Бандиты от мала до велика повадились бегать в ментовку с весточкой на зубах. Стукачи всегда были и всегда будут, но не в таком же количестве! Их нынче чуть ли не больше, чем самих ментов. В дни получки в отделениях длинные… если подумать… «хвосты» возникают из стукачей!
Газета одна даже пошутила: ликвидация бандитских… если подумать… сообществ невозможна совсем не из-за… если подумать… смычки властей с паханами, а потому что стучат поголовно — пацан на пацана, пахан на пахана, а платные осведомители от уголовной ответственности освобождаются, как известно.

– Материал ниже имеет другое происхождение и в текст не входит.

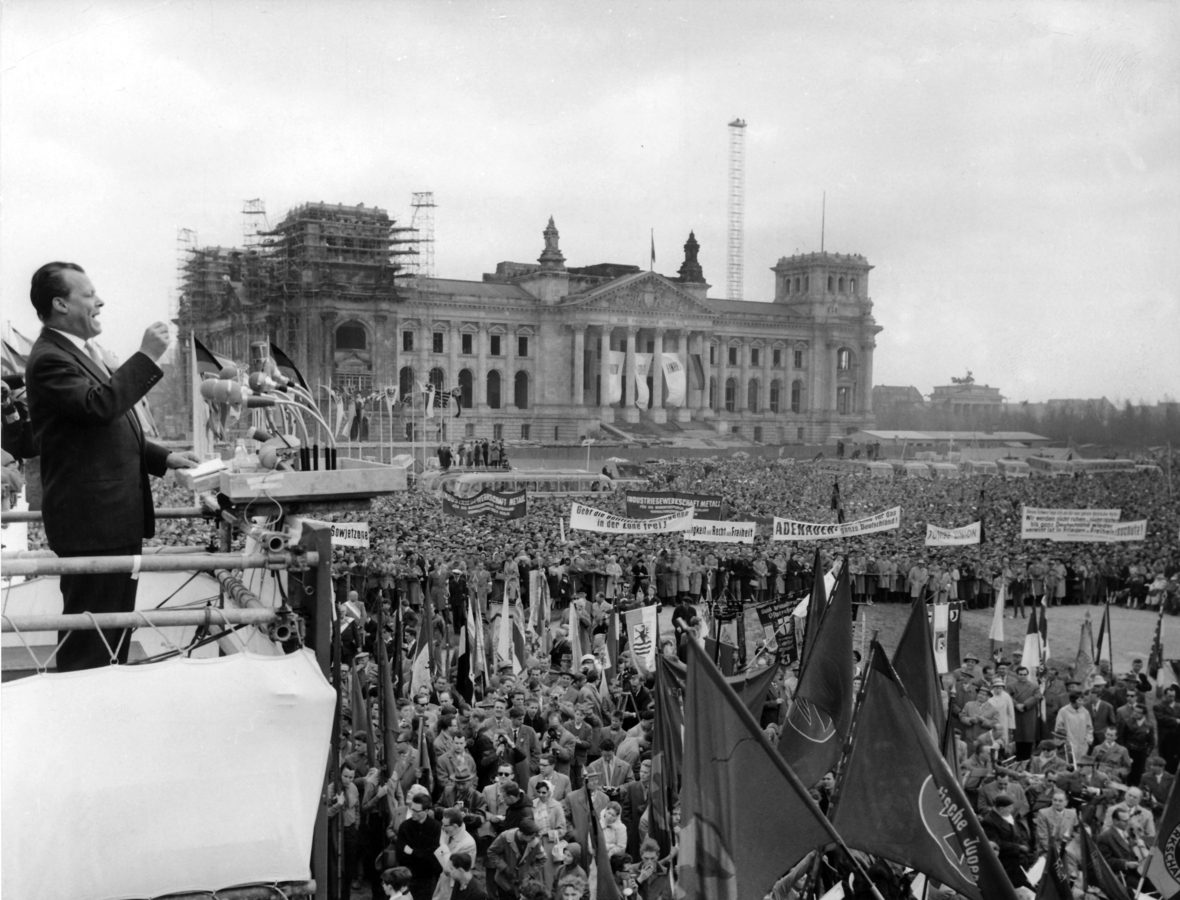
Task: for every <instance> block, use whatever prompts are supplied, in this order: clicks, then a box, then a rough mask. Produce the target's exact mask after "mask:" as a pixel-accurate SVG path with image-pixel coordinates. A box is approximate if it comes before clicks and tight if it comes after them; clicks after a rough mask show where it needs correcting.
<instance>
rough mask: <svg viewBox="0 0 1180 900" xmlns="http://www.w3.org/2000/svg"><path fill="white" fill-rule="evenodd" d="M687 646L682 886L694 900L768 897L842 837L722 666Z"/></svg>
mask: <svg viewBox="0 0 1180 900" xmlns="http://www.w3.org/2000/svg"><path fill="white" fill-rule="evenodd" d="M686 646H687V648H688V683H687V688H686V691H684V760H683V769H682V771H681V790H680V800H681V810H682V816H681V832H680V856H678V866H677V868H678V872H677V880H678V881H680V887H681V888H682V889H683V892H684V898H686V900H762V898H763V896H766V894H767V892H769V889H771V888H772V887H773V886H774V882H775V881H778V880H779V879H780V878H782V875H784V874H786V872H787V869H789V868H791V867H792V866H794V865H795V863H796V862H799V861H800V860H801V859H802V858H804V856H806V855H807V854H808V853H809V852H811V850H813V849H815V848H818V847H824V846H826V845H828V843H832V842H833V841H837V840H838V837H837V835H835V832H834V830H833V829H832V826H831V825H830V823H828V822H827V820H826V819H825V817H824V814H822V813H821V812H820V810H819V807H818V806H815V801H814V800H812V799H811V796H809V795H808V793H807V789H806V788H805V787H804V786H802V783H801V782H800V781H799V779H798V777H796V776H795V774H794V773H793V771H792V770H791V769H789V768H788V767H787V764H786V763H785V762H784V761H782V757H781V756H779V754H778V753H775V750H774V748H773V747H771V743H769V741H768V740H767V737H766V735H765V734H762V730H761V729H760V728H759V725H758V721H756V720H755V718H754V717H753V716H752V715H750V712H749V710H748V709H747V708H746V705H745V704H743V703H742V702H741V701H740V699H739V698H737V695H736V694H735V692H734V690H733V689H732V688H730V687H729V685H728V684H726V681H725V678H723V677H722V675H721V671H720V670H719V669H717V666H716V665H714V664H713V662H712V661H710V659H709V658H708V657H707V656H706V655H704V651H703V650H702V649H701V648H700V645H697V643H696V642H695V640H689V642H688V643H687V644H686Z"/></svg>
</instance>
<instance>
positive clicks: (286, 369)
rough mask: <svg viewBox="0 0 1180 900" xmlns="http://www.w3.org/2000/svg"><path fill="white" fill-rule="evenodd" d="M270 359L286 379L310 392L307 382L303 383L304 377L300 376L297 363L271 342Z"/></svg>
mask: <svg viewBox="0 0 1180 900" xmlns="http://www.w3.org/2000/svg"><path fill="white" fill-rule="evenodd" d="M270 359H273V360H274V361H275V366H276V367H277V368H278V370H280V372H281V373H282V374H283V376H284V377H287V379H290V380H291V381H294V382H295V383H296V385H299V386H300V387H301V388H303V389H304V390H308V387H307V382H306V381H303V376H302V375H301V374H300V370H299V369H297V368H295V363H294V362H291V357H290V356H288V355H287V354H286V353H283V352H282V350H281V349H278V344H276V343H275V342H274V341H271V342H270Z"/></svg>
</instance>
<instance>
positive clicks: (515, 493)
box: [442, 491, 529, 519]
mask: <svg viewBox="0 0 1180 900" xmlns="http://www.w3.org/2000/svg"><path fill="white" fill-rule="evenodd" d="M442 512H444V513H446V514H447V515H458V517H459V518H463V519H474V518H476V517H477V515H492V517H494V518H497V519H523V518H524V517H525V515H526V514H527V513H529V495H527V492H526V491H511V492H500V491H480V492H479V493H478V494H476V495H474V497H452V495H450V494H447V493H445V492H444V494H442Z"/></svg>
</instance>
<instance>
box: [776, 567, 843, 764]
mask: <svg viewBox="0 0 1180 900" xmlns="http://www.w3.org/2000/svg"><path fill="white" fill-rule="evenodd" d="M814 643H815V648H814V652H809V653H808V655H807V661H806V662H805V663H804V664H802V669H801V671H800V674H799V687H798V689H796V690H795V702H794V703H793V704H792V707H791V712H788V714H787V722H786V724H785V725H784V728H782V735H781V737H780V738H779V753H780V754H782V758H784V760H786V761H787V762H788V763H789V764H791V768H792V769H794V771H795V774H796V775H798V776H799V780H800V781H802V782H804V784H807V786H812V784H815V783H817V782H818V781H819V780H820V779H821V777H824V775H825V774H826V773H828V771H831V770H832V769H833V768H835V763H837V761H838V760H839V758H840V750H841V748H843V747H844V740H845V738H846V737H847V736H848V727H850V724H851V722H852V675H853V671H852V668H853V664H852V591H851V590H850V587H848V565H847V560H845V564H844V565H841V566H840V574H839V576H838V577H837V580H835V590H834V591H833V594H832V603H831V605H830V606H828V610H827V612H825V613H824V620H822V622H821V623H820V625H819V629H818V630H817V633H815V642H814Z"/></svg>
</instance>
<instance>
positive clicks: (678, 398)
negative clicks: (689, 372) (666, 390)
mask: <svg viewBox="0 0 1180 900" xmlns="http://www.w3.org/2000/svg"><path fill="white" fill-rule="evenodd" d="M662 367H663V373H664V383H666V385H667V386H668V400H667V402H666V406H684V395H686V394H687V393H688V386H687V385H686V383H684V381H686V374H687V373H686V372H684V363H682V362H681V361H680V357H678V356H664V357H663V362H662Z"/></svg>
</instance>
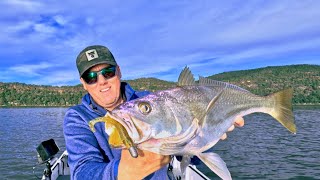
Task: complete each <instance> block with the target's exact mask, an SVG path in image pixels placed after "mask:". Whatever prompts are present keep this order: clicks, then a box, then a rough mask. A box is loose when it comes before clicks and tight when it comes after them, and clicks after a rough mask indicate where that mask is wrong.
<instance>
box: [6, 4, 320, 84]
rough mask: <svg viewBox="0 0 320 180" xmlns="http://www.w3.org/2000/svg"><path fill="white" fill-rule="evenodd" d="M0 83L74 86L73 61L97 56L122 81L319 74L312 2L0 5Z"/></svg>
mask: <svg viewBox="0 0 320 180" xmlns="http://www.w3.org/2000/svg"><path fill="white" fill-rule="evenodd" d="M0 6H1V7H2V8H1V11H0V27H1V28H0V59H1V61H0V64H1V65H0V82H21V83H27V84H38V85H54V86H61V85H77V84H79V83H80V81H79V76H78V72H77V69H76V65H75V59H76V56H77V55H78V53H79V52H80V51H81V50H82V49H83V48H85V47H86V46H89V45H94V44H100V45H105V46H107V47H108V48H109V49H110V50H111V51H112V53H113V55H114V56H115V58H116V59H117V62H118V64H119V65H120V67H121V70H122V75H123V79H124V80H126V79H136V78H140V77H156V78H159V79H163V80H169V81H176V80H177V78H178V76H179V73H180V71H181V70H182V69H183V68H184V67H185V66H189V67H190V69H191V70H192V72H193V74H195V75H196V78H197V76H198V75H201V76H209V75H212V74H217V73H221V72H227V71H234V70H245V69H253V68H259V67H266V66H279V65H291V64H317V65H320V1H318V0H314V1H309V0H303V1H301V0H288V1H285V0H281V1H279V0H274V1H273V0H268V1H259V0H254V1H253V0H248V1H243V0H229V1H218V0H208V1H205V0H203V1H171V0H161V1H160V0H159V1H147V0H145V1H143V0H135V1H117V0H114V1H113V0H112V1H107V0H90V1H76V0H63V1H57V0H45V1H44V0H1V1H0Z"/></svg>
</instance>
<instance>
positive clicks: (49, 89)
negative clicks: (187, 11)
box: [0, 65, 320, 106]
mask: <svg viewBox="0 0 320 180" xmlns="http://www.w3.org/2000/svg"><path fill="white" fill-rule="evenodd" d="M208 78H212V79H215V80H220V81H225V82H229V83H232V84H236V85H238V86H240V87H243V88H245V89H247V90H249V91H251V92H252V93H255V94H259V95H267V94H270V93H273V92H276V91H278V90H280V89H284V88H288V87H293V88H294V98H293V102H294V103H295V104H320V66H319V65H290V66H273V67H265V68H259V69H251V70H242V71H232V72H224V73H220V74H216V75H212V76H209V77H208ZM126 82H128V83H130V84H131V86H132V87H133V88H135V89H136V90H149V91H157V90H163V89H168V88H171V87H175V83H174V82H168V81H163V80H159V79H156V78H139V79H135V80H128V81H126ZM83 94H85V91H84V90H83V88H82V86H81V85H77V86H63V87H56V86H41V85H28V84H23V83H1V82H0V106H72V105H75V104H78V103H79V102H80V101H81V97H82V96H83Z"/></svg>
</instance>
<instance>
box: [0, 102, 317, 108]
mask: <svg viewBox="0 0 320 180" xmlns="http://www.w3.org/2000/svg"><path fill="white" fill-rule="evenodd" d="M72 106H74V105H71V106H4V105H1V106H0V108H69V107H72ZM299 107H308V108H312V107H315V108H320V103H318V104H293V108H299Z"/></svg>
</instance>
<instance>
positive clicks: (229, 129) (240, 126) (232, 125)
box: [220, 116, 244, 140]
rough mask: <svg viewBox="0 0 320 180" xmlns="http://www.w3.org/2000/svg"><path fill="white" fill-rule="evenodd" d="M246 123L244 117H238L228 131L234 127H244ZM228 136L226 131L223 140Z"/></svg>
mask: <svg viewBox="0 0 320 180" xmlns="http://www.w3.org/2000/svg"><path fill="white" fill-rule="evenodd" d="M243 125H244V119H243V118H242V117H240V116H239V117H237V118H236V121H235V122H234V125H232V126H231V127H230V128H229V129H228V132H230V131H233V129H234V127H242V126H243ZM226 138H227V133H224V134H223V135H222V136H221V138H220V139H221V140H225V139H226Z"/></svg>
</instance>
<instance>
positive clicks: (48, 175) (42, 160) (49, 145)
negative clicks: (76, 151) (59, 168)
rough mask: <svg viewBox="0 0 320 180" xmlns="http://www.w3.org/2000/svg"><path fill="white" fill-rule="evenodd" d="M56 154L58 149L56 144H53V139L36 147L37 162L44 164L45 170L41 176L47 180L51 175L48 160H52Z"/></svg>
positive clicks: (50, 172)
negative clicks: (44, 166) (43, 174)
mask: <svg viewBox="0 0 320 180" xmlns="http://www.w3.org/2000/svg"><path fill="white" fill-rule="evenodd" d="M58 152H59V147H58V146H57V144H56V143H55V142H54V140H53V139H49V140H47V141H43V142H42V143H40V145H39V146H38V147H37V157H38V162H39V163H40V164H43V163H45V164H46V169H45V170H44V172H43V174H44V175H45V177H46V178H48V179H49V180H51V174H52V172H51V163H50V160H51V159H53V158H54V155H56V154H57V153H58Z"/></svg>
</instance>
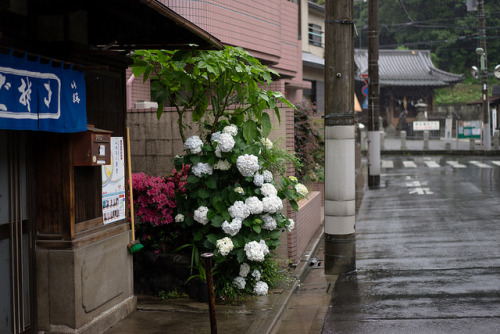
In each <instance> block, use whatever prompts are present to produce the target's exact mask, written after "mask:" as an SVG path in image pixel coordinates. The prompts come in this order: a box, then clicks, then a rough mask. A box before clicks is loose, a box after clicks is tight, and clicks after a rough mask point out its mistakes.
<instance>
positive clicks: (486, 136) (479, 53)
mask: <svg viewBox="0 0 500 334" xmlns="http://www.w3.org/2000/svg"><path fill="white" fill-rule="evenodd" d="M477 17H478V30H479V31H478V33H479V46H480V48H478V49H477V50H476V51H477V53H478V54H479V55H480V57H481V92H482V94H481V95H482V102H483V122H484V138H483V142H484V150H485V151H491V122H490V104H489V100H488V58H487V56H486V54H487V53H486V28H485V22H484V0H478V1H477ZM481 49H482V50H481Z"/></svg>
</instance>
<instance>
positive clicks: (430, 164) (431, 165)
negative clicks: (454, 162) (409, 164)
mask: <svg viewBox="0 0 500 334" xmlns="http://www.w3.org/2000/svg"><path fill="white" fill-rule="evenodd" d="M424 163H425V164H426V165H427V167H429V168H438V167H441V166H440V165H439V164H438V163H437V162H435V161H432V160H429V161H424Z"/></svg>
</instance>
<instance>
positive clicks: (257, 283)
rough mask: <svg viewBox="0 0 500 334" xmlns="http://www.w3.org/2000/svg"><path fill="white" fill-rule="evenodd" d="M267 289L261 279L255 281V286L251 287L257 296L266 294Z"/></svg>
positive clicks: (268, 289) (267, 289)
mask: <svg viewBox="0 0 500 334" xmlns="http://www.w3.org/2000/svg"><path fill="white" fill-rule="evenodd" d="M268 290H269V287H268V286H267V283H266V282H263V281H258V282H257V283H255V286H254V288H253V292H254V293H255V294H256V295H257V296H266V295H267V292H268Z"/></svg>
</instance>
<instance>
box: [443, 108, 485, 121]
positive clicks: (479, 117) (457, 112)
mask: <svg viewBox="0 0 500 334" xmlns="http://www.w3.org/2000/svg"><path fill="white" fill-rule="evenodd" d="M482 110H483V107H482V105H481V104H452V105H440V106H434V115H435V116H438V115H439V116H444V117H446V116H447V115H453V118H454V119H455V118H456V116H457V115H458V116H459V117H460V119H461V120H463V121H477V120H482V119H483V116H482Z"/></svg>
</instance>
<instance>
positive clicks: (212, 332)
mask: <svg viewBox="0 0 500 334" xmlns="http://www.w3.org/2000/svg"><path fill="white" fill-rule="evenodd" d="M200 256H201V258H202V259H203V264H204V266H205V272H206V274H207V289H208V311H209V313H210V333H212V334H217V319H216V317H215V295H214V278H213V276H212V257H213V256H214V254H213V253H203V254H201V255H200Z"/></svg>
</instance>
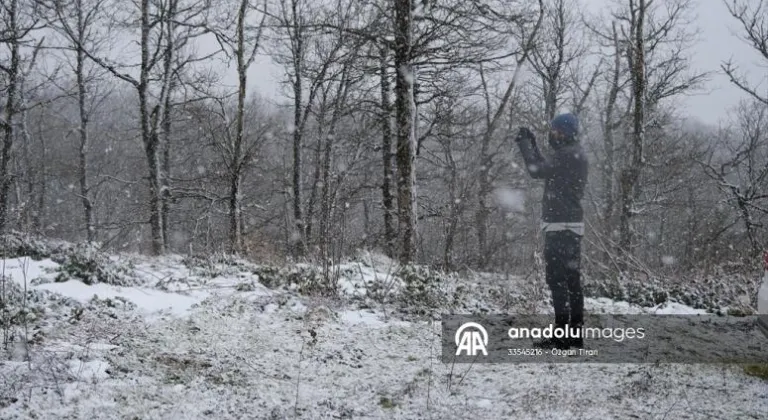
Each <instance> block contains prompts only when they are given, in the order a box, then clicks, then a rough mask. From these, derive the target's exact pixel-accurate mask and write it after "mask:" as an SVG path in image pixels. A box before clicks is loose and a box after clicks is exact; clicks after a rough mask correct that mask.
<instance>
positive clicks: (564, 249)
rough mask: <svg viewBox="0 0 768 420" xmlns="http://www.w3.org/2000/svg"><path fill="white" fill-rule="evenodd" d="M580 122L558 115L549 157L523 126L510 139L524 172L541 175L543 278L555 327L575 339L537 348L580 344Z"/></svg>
mask: <svg viewBox="0 0 768 420" xmlns="http://www.w3.org/2000/svg"><path fill="white" fill-rule="evenodd" d="M578 134H579V120H578V118H577V117H576V116H575V115H573V114H561V115H558V116H557V117H555V119H553V120H552V122H551V124H550V132H549V145H550V146H551V148H552V155H551V156H550V157H549V158H548V159H547V158H545V157H544V156H542V154H541V152H540V151H539V148H538V146H537V145H536V138H535V136H534V135H533V133H532V132H531V130H529V129H528V128H525V127H522V128H520V131H519V133H518V135H517V137H516V138H515V141H516V142H517V144H518V146H519V147H520V153H521V154H522V155H523V159H524V160H525V164H526V166H527V168H528V173H529V174H530V176H531V177H533V178H535V179H543V180H544V182H545V184H544V197H543V200H542V209H541V213H542V215H541V216H542V230H543V232H544V263H545V266H546V281H547V285H548V286H549V289H550V291H551V293H552V301H553V304H554V309H555V328H556V329H560V330H561V331H563V332H564V331H565V328H566V325H567V326H569V327H570V328H571V332H570V336H571V337H573V336H574V335H578V338H570V339H565V338H563V339H559V338H555V337H553V338H552V339H547V340H543V341H542V342H539V343H536V344H537V345H539V346H542V347H556V348H560V349H567V348H570V347H583V337H581V335H580V332H581V331H580V329H581V327H582V325H583V323H584V294H583V293H582V290H581V267H580V266H581V238H582V236H583V235H584V223H583V218H584V210H583V208H582V205H581V200H582V198H583V196H584V188H585V185H586V181H587V172H588V166H589V164H588V161H587V157H586V155H585V153H584V150H583V148H582V147H581V145H580V144H579V142H578V139H577V136H578Z"/></svg>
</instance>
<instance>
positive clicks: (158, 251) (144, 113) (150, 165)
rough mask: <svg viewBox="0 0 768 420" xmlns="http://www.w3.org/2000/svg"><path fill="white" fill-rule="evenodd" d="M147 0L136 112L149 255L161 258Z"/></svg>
mask: <svg viewBox="0 0 768 420" xmlns="http://www.w3.org/2000/svg"><path fill="white" fill-rule="evenodd" d="M149 7H150V1H149V0H141V74H140V80H139V85H138V94H139V112H140V119H141V138H142V141H143V143H144V151H145V154H146V156H147V164H148V167H149V224H150V229H151V236H152V253H153V254H155V255H161V254H163V253H165V241H164V240H163V218H162V199H161V197H160V195H161V187H162V180H161V168H162V167H161V165H160V159H159V156H158V155H159V152H160V151H159V150H158V146H159V145H158V143H159V141H158V140H159V137H158V136H157V135H156V133H153V131H154V130H152V124H151V118H150V111H149V109H148V107H149V92H148V91H149V77H150V68H149V67H150V55H149V49H150V48H151V45H150V40H149V33H150V29H151V27H150V21H149Z"/></svg>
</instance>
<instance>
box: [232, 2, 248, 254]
mask: <svg viewBox="0 0 768 420" xmlns="http://www.w3.org/2000/svg"><path fill="white" fill-rule="evenodd" d="M247 7H248V2H247V1H241V2H240V9H239V11H238V15H237V52H236V56H237V57H236V58H237V78H238V90H237V119H236V123H235V124H236V128H235V130H236V132H235V144H234V145H233V146H234V147H233V148H232V162H231V165H232V168H231V174H230V175H231V179H230V184H229V245H230V249H231V251H232V252H233V253H238V252H241V250H242V242H243V239H242V236H241V232H242V226H241V225H242V216H241V212H240V195H241V194H242V192H241V190H240V184H241V179H242V169H243V140H244V139H243V136H244V135H245V95H246V89H247V86H248V76H247V72H248V65H247V62H246V57H245V54H246V52H245V18H246V14H247V13H246V12H247Z"/></svg>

Может, так оно и есть, но лично для Каймана понятия — закон. По понятиям ментам — западло.
— А кому?
— Да есть человечек один… Не здесь, но в… если подумать… столице-два. Я ему: «Твои что, окончательно с катушек полетели? На женщину наехали! Нашу женщину! С мальцом!» А тот: «Мои — нет». А я: «Тогда чьи? Сказали — чеченцы, сказали — за… если подумать… за Абалиева». А он: «Не мои. Выясню. Гочу?.. Выясню». И выяснил. Сам на следующий день в «Кайман» звякнул. Мне. Объяснился.
— Доволен остался, Ген? Объяснениями-то?
— Вполне. Ты ими тоже останешься доволен.
— Полагаешь?
— Полагаю…
В общем, тот человечек по одному телефончику — даже не человечек, и не человек, а человечище. Могуч, то есть. «Чех» он. Но местный, можно сказать. Осевший в… столице-два. Они, «чехи», когда цивилизации хлебнут, почти как люди, уже… если подумать, не животные.